I first encountered Lyndon Barrois Jr.’s work at the CAMSTL where his installation Of Color was exhibited. In the gallery was half a basketball court: fresh, black asphalt with crisp white lines, a hoop, and a basketball. Complicating this construction were structures made of stacked toner boxes and adorned with fragmented halftone catalog photographs of shoes and clothing, each topped with a cardboard cutout of a hat or hair. These sculptures were both figurative, arranged like basketball players on a court, and architectural, like skyscrapers on a city skyline. As a physical space, the installation allowed viewers to move through the court and through the box towers. I interpreted this work as an assertion of legitimacy of the street court as a space for Black expression and culture.
Barrois’ new work, shown in the exhibition Sensible Disobedience, included a series of four collages, along with three small sculptural pieces. Unlike Of Color, these works didn’t command the entire gallery space, but shared walls with other artists’ pieces, thus creating new contexts. In fact, Oli Watt’s tiny traffic barriers interacted directly with the Barrois’ sculptures. The collages were each on brown chipboard, framed by dark wood: A National Geographic image of a small shirtless Black boy holding a monkey, paper marbled with blue, yellow, red, CMYK test prints, the well-known pangram “The Quick Brown Fox Jumps Over the Lazy Dog”—the elements of each collage feel deliberately chosen and arranged. Much like the sculptures in Of Color, these new structures were made of toner boxes and spent toner cartridges. But they were far shorter, and lacked a sense of figurativeness; instead they seemed more formal, bringing to the forefront their materiality as waste products of the printing process. Viewed together with Watt’s traffic barriers, I began to think about printing as means of accessing an audience and having influence, and then who is barred from that by what may feel like hundreds a tiny barriers.

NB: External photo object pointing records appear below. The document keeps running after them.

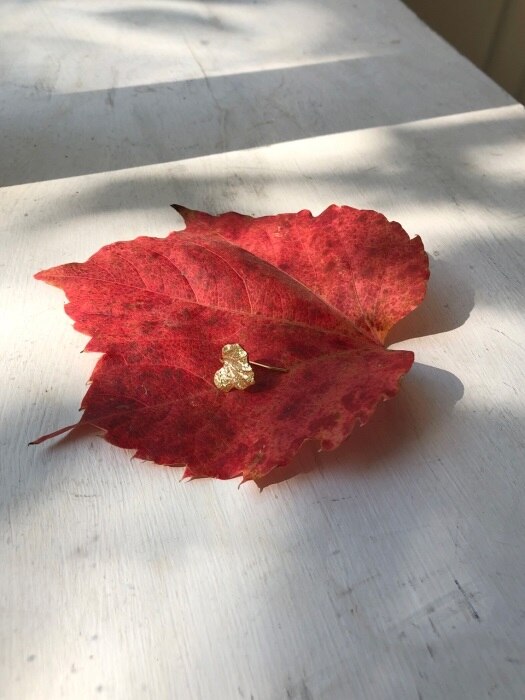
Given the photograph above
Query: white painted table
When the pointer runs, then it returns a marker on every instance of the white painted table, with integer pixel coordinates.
(394, 569)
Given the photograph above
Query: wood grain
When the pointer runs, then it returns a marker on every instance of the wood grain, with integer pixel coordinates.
(390, 568)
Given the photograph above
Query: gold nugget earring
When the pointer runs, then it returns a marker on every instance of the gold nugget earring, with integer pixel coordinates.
(237, 372)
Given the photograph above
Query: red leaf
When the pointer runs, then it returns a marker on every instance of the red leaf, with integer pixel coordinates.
(314, 295)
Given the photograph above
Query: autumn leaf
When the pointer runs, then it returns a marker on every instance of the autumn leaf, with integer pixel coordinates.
(313, 295)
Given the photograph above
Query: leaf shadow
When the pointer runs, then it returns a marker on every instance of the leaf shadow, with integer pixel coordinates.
(440, 311)
(423, 407)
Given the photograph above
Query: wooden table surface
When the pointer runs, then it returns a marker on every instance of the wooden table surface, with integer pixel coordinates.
(394, 567)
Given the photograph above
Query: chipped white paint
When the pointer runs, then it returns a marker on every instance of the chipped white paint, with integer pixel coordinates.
(395, 568)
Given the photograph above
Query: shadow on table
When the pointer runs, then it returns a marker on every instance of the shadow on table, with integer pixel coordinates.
(48, 134)
(425, 402)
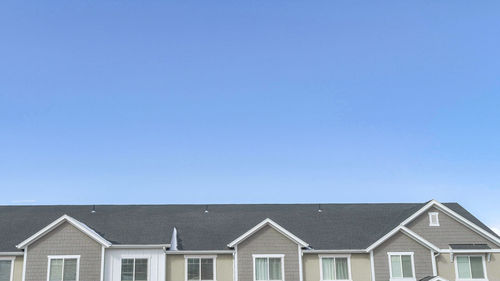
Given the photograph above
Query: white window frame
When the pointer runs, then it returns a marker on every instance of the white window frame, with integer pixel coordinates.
(11, 259)
(471, 279)
(214, 258)
(135, 257)
(64, 257)
(411, 254)
(436, 215)
(321, 257)
(281, 256)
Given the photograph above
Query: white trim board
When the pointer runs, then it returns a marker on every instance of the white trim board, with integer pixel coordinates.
(65, 218)
(443, 208)
(277, 227)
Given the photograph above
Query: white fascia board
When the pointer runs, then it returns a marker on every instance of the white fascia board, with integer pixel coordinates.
(11, 253)
(443, 208)
(65, 218)
(201, 252)
(139, 246)
(274, 225)
(345, 251)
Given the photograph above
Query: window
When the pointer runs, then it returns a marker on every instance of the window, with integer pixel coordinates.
(401, 266)
(134, 269)
(6, 269)
(470, 267)
(268, 267)
(200, 268)
(433, 219)
(63, 268)
(335, 268)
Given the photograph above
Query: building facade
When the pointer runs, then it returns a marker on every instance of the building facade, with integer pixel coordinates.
(301, 242)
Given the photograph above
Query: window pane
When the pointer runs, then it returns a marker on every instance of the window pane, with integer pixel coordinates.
(5, 268)
(463, 268)
(141, 269)
(193, 269)
(55, 270)
(327, 265)
(261, 269)
(69, 270)
(127, 269)
(274, 268)
(476, 266)
(407, 268)
(341, 269)
(207, 269)
(396, 266)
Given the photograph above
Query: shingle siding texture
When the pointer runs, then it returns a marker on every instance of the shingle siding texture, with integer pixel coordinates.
(64, 240)
(448, 232)
(402, 243)
(268, 241)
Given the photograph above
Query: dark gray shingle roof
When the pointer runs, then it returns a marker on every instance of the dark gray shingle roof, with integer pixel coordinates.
(339, 226)
(470, 246)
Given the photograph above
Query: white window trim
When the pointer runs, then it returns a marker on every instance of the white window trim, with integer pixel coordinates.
(63, 257)
(471, 279)
(214, 258)
(431, 214)
(11, 259)
(335, 256)
(135, 257)
(411, 254)
(281, 256)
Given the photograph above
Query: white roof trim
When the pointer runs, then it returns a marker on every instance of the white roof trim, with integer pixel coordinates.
(437, 278)
(274, 225)
(408, 233)
(443, 208)
(65, 218)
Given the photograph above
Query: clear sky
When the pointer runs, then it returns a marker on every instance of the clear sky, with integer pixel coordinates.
(250, 102)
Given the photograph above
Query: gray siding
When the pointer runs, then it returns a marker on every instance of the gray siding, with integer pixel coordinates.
(64, 240)
(268, 241)
(449, 231)
(402, 243)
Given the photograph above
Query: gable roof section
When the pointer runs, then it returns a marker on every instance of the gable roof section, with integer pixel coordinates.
(262, 224)
(65, 218)
(433, 203)
(339, 227)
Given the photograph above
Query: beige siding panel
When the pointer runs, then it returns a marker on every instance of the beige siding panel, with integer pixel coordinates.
(268, 241)
(402, 243)
(449, 231)
(360, 267)
(18, 269)
(175, 268)
(310, 262)
(446, 269)
(64, 240)
(224, 267)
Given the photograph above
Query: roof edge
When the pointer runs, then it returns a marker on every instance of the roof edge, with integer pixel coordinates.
(65, 218)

Barrois evokes cultural memory–that is both collectively and selectively remembered. He allows his viewers to shift their understanding of familiar images, to see them in new contexts. The magazine pictures of the boy and monkey, the tribal women, and the mother and child are immediately recognizable as being from National Geographic. In recognizing the image, I had a number of immediate connotations: I was struck first by a sense of nostalgia for film photography and childhood adventure, then by the voyeurism and exoticization of the subjects of the photos, then by a sense of appreciation of the photos as intimate portraits. Each element in the collage evoked a series of immediate impressions. They were hieroglyphs that contained layers of meaning for each person who views them. Combined, the images can take on different meanings than they do individually. But whatever new meaning they take on, there is still an understanding of each elements on its own.
This understanding of the image by Barrois, both in popular culture and the art historical canon, allows him to subvert the visual representations of each to create other meanings and narratives. Throughout his body of work, he has explored the various methods of manipulating the image—cropping, collage, curation, and juxtaposition. He draws his source material from films, history and art history, popular magazines, and photography. By re-contextualizing found sources, he takes control of existing images and their attached associations and is able to forge messages of his own.
Our culture relies on the image to represent the abstract concepts and values that form our identities as individuals and as communities. We use images to define our version of history, to streamline events and perspectives too vast and inexact to capture. This makes the image a powerful tool. It designates within a culture, what is beautiful—and therefore what is ugly—, what is good—and therefore what is bad—, what is desirable—and therefore what is detestable. The image reinforces accepted aesthetic values until they are considered truth.
Barrois’ work reminds us that images, and our associations to them, are manufactured, not inherent, and the repeated use of the toner box and repeated reference to the CMYK process signifies that. It is possible to use the CMYK process to only ever create one color, but that singularity does not represent its ability to make many hues. In creating totems from the remnants of the process—the empty ink cartridges and packaging—he illustrates an ordinary origin of the images that our culture reveres. The printed words on the boxes, turned outward toward to viewer and that read “waste box”, describe warnings, and show illustrated instructions, invites us to question the ultimate authority of images, as they are created by people as fallible as ourselves.